Paymer, however, as crime boss Jonah Malloy, is by far the most interesting character. “We may be at war here,” he declares shortly after the turbulent opening scenes. He’s a mobster who respects loyalty (except when it’s to somebody other than himself), who loves his family but is afraid of becoming a father, and who never hires anybody to become a part of his syndicate without doing what he calls “due diligence” to verify their bona fides. He also has no qualms about ordering an underling to destroy the hands of a football player with a sledgehammer for not throwing a game, or to personally beat the living daylights out of a dealer who sold crack to his nephew. His face is a chilling, dichotomous mask of paternal concern and savage brutality. Malloy is distinctly a crime boss for the new millennium.
Bibb, who plays new FBI agent Paige Van Doren, is better than the material she’s given to work with. Her character, who proves to be a lone ranger even while in training, shows promise up until the moment she explains why she should be allowed to become a full-fledged agent. She tells a review board that her husband was killed in the Pentagon on 9-11 and that she made a vow over his grave at Arlington to catch the terrorists behind the attack. The whole scene is so hokey and lacking in sincerity that the audience waits for a punch line that never comes.
But the series is filmed on location in Richmond. At least we have that to keep us watching. Or do we? In actual fact, the series is so generic that it could have been filmed in most any American city. Rarely does it showcase Richmond specifically, and occasionally a character will say something that is just plain wrong. For example, Richmond has an East End, not an East Side. Some fact-checker should have fixed that. It’s hard to hide Richmond’s light under a bushel, however, and viewers who pay attention to the scenery will recognize downtown landmarks such as the State Capitol and Old City Hall, venerable Old Richmond neighborhoods such as Jackson Ward and Church Hill, and popular eateries such as Davis & Main.
Richmond theatergoers will also recognize a number of area actors in the show’s pilot episode, among them Stan Kelly, Michael Kennedy, Joe Inscoe, Rodney Hobbs, David Bridgewater, Andy Boothby, Heidi Pankoff, Kirk Penberthy and Beau Marie.
Rod Lurie, who created “Line of Fire” and is the series’ executive producer, likes Richmond. He got a taste of the city and what it’s like to work in Richmond three years ago when he directed Christian Slater and Jeff Bridges in “The Contender.” He’s the one who decided that “Line of Fire” should be set in Virginia’s capital city.

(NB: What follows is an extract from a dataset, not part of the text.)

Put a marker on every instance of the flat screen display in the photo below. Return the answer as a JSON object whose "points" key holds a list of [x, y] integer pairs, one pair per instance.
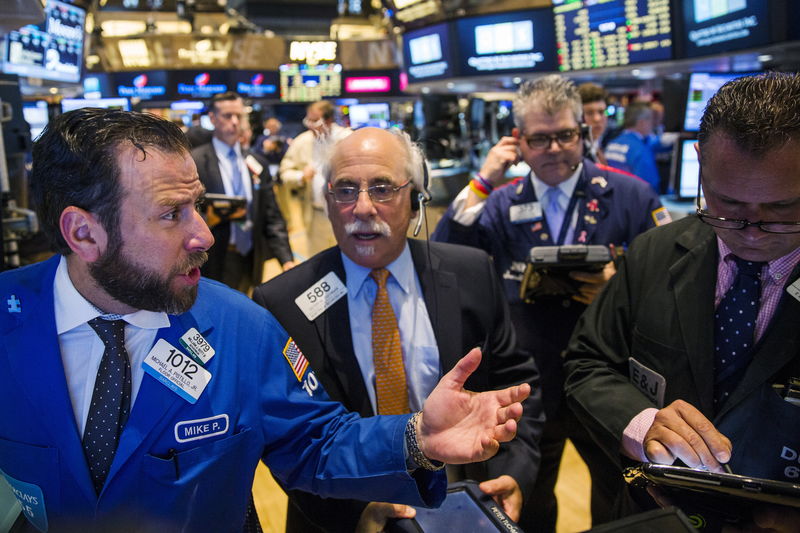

Richmond is a unique place, a city where the past fights with the present. A breathtakingly beautiful city with one of the grandest and most stately boulevards in the world. A city that faces the same seemingly insoluble crime and race problems that plague cities throughout the United States. A city that natives take delight in complaining about — until they hear the first disparaging word from an outsider. A city where hordes will gather to mourn the death of a light bulb.
But you don’t see the beauty of Richmond or its real problems with crime in this series. Instead, it’s a standard-issue mob drama seemingly created out of whole cloth. This could be overlooked, even by Richmonders, if “Line of Fire” were riveting television. But it’s not. S
“Line of Fire” debuts Tuesday, Dec. 2, at 10 p.m. on ABC TV as a midseason replacement.